No meu texto de ontem disse que:
Há a questão fiscal, em que a progressividade do IRS se degrada, sendo menos afectados os que ganham mais do que 160.000€/ano do que os que ganham 8.000€/ano.
Esta afirmação pode parecer pouco fundamentada por si.
Não é. Tem, contudo, uma gralha (deveriam ser 10.000 e não 8.000 ali em cima).
é importante olhar para os números. Especialmente num contexto em que o Ministro das Finanças publicamente diz que a progressividade do imposto se mantém ou até mesmo aumenta.
é importante olhar para os números. Especialmente num contexto em que o Ministro das Finanças publicamente diz que a progressividade do imposto se mantém ou até mesmo aumenta.
Mas a nossa Constituição não se satisfaz com uma mera
progressividade do IRS meramente simbólica.
A progressividade surge na
Constituição como um instrumento de justiça social e redistribuição de riqueza.

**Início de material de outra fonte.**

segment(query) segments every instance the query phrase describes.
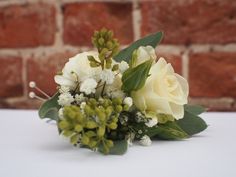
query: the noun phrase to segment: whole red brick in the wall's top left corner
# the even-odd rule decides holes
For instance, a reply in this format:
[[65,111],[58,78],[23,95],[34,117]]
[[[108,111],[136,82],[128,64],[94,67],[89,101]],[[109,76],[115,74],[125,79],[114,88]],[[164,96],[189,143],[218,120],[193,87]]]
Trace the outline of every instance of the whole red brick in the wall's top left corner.
[[48,4],[0,8],[0,48],[35,47],[54,43],[55,9]]

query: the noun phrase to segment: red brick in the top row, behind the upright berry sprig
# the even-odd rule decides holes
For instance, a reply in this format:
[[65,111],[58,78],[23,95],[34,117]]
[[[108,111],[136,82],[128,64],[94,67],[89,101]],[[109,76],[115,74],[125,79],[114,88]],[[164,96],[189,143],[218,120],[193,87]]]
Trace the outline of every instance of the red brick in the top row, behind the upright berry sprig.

Há quem não goste dessa ideia. Mas, goste-se ou não, é esse
o actual texto constitucional.
Basta olhar para as simulações do IRS (vejam-se as do
Diário Económico)
Para aquilo a que se chamava classe média e média baixa com rendimentos
entre 1.500 e 2.250 € mês por agregado familiar as variações são sempre acima de
40% de imposto a mais, podendo em casos extremos chegar a 200%.

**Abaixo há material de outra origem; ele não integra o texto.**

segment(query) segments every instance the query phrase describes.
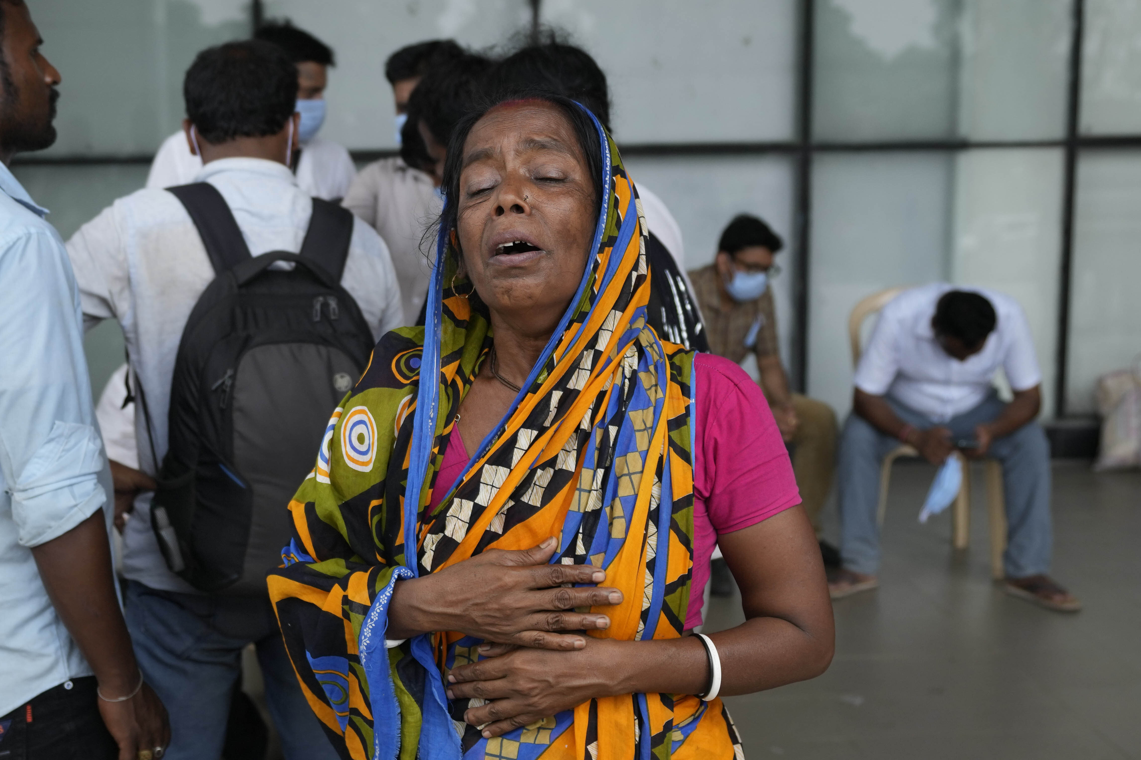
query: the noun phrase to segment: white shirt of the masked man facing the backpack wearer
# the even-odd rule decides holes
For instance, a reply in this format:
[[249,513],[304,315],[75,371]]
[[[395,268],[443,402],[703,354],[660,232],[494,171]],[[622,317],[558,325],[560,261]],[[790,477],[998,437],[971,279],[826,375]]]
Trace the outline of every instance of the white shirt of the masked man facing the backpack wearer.
[[[200,140],[202,138],[199,138]],[[165,140],[151,162],[146,186],[161,190],[187,185],[202,171],[202,158],[191,153],[185,132],[175,132]],[[325,201],[340,201],[348,193],[356,165],[345,146],[315,137],[301,146],[297,162],[297,185],[308,195]]]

Os muito ricos, com vencimentos acima de 25.000€ mês por
agregado familiar nunca excede os 18% de imposto a mais.
E não é só um problema jurídico de constitucionalidade. A
verdade é que o sistema fica menos progressivo e menos redistributivo.
Se o Tribunal Constitucional fará uma leitura mais
formalísta – desde que haja um mínimo de progressividade e redistribuição
cumpre-se o texto constitucional – ou irá antes para uma tese de não retrocesso
do grau de cumprimento do objectivo de progressividade e redistribuição acaba
por ser o que está em causa.
Qualquer que a decisão seja ela será, espera-se, uma decisão
mais densa e fundamentada do que a declarou a não constitucionalidade do corte
dos subsídios que, ruído mediático à parte, deixou um pouco a desejar para quem
quer perceber melhor o que entende o Tribunal.

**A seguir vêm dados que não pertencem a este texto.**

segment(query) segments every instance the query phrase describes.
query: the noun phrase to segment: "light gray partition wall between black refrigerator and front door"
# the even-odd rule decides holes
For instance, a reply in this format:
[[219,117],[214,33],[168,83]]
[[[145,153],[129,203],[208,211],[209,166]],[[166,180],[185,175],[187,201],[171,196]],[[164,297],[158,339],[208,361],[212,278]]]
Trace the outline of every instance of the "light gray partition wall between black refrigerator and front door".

Esta escolha terá também um impacto económico
particularmente perverso. A procura interna depende da classe média muito mais
do que se pensa.
O efeito recessivo desta perda de progressividade fiscal vai
ajudar a que, como diz o projecto de parecer do Conselho Económico e Social,
possamos vir a ter dor sem ajustamento. Como aconteceu este ano.